The Celtic influence on the stone head has been described as "indisputable" by Greene. The lentoid eyes and small mouth have been singled out as particularly Celtic in influence; so has the expression, which Jocelyn Toynbee has described as "aloof, almost wrapt". Megaw has compared the stylised ears of the Gloucester head and those of the Iron Age Celtic Mšecké Žehrovice Head.

However, Celtic elements cast a long shadow in European art history. Such features are compatible with both the Roman date and the Norman date. The 1st century date (early in the Roman occupation of Britain) therefore depends on the supposed Julio-Claudian influence on the head. Megaw and Toynbee see this influence in the "general build of the skull and structure of the brow" (Toynbee's phrase) as well as the rendering of the hair. In Julio-Claudian sculpture, the hair is carved as individual curling locks, each lock incised with parallel ridges.

Considered as an example of Romano-Celtic art, it has been widely appreciated. Ross has said that, among Romano-British sculpted heads, it is "the most impressive [...] from an artistic standpoint". Megaw complimented the "tenacity" of "Celtic creative expression", which managed not to be submerged under Roman stylistic influence. Toynbee has written of the head that it is:

A remarkable example of a genuinely Romano-British product in which the principles of three-dimensional classical carving and features that can be recognised at once as Celtic are harmoniously and most effectively combined [...] indeed, it might be said that without the stimulus of classical portrait-sculpture the piece could never have been conceived.

Kevin Greene is sceptical of Julio-Claudian influence on the hair. Irregular locks and sideburns characterise Julio-Claudian hair, whereas the Gloucester head has regular locks and a bowl cut. He also questions what a piece of Celtic-inspired sculpture was doing on a building in the new and primarily military Roman fort of Glevum. Greene cites the Winchester Cathedral Tournai font and the sculpture of St Peter at Kilpeck Church as figures in British Romanesque art which exhibit similar facial structures and have bowl cuts with individual locks. Martin Henig has concurred with Greene, further citing the figures on the south portal of Kilpeck and the St Giles Hospital, Hereford tympanum. Greene intends a Norman date for the head. The St Giles Hospital tympanum and the sculptures at Kilpeck are all works of the Romanesque Herefordshire School, which flourished in the 12th century and perhaps had a direct influence in Gloucester. On this basis, Ewa Chwojko and Malcolm Thurlby suggest that if the stone is Romanesque, it would date to the 12th century.

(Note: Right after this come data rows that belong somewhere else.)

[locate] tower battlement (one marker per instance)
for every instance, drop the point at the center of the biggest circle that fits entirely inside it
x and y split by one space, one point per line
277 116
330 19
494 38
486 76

Chwojko and Thurlby decline to decide between the two dates to which the stone head has been assigned, but note that among works of the Herefordshire School, "the modelling is more plastic, especially for the cheekbones" (though exceptions to this rule are found at Kilpeck). Chwojko and Thurlby do note that the difficulty of dating this stone shows the strong influence of regional Roman sculpture on British Romanesque art.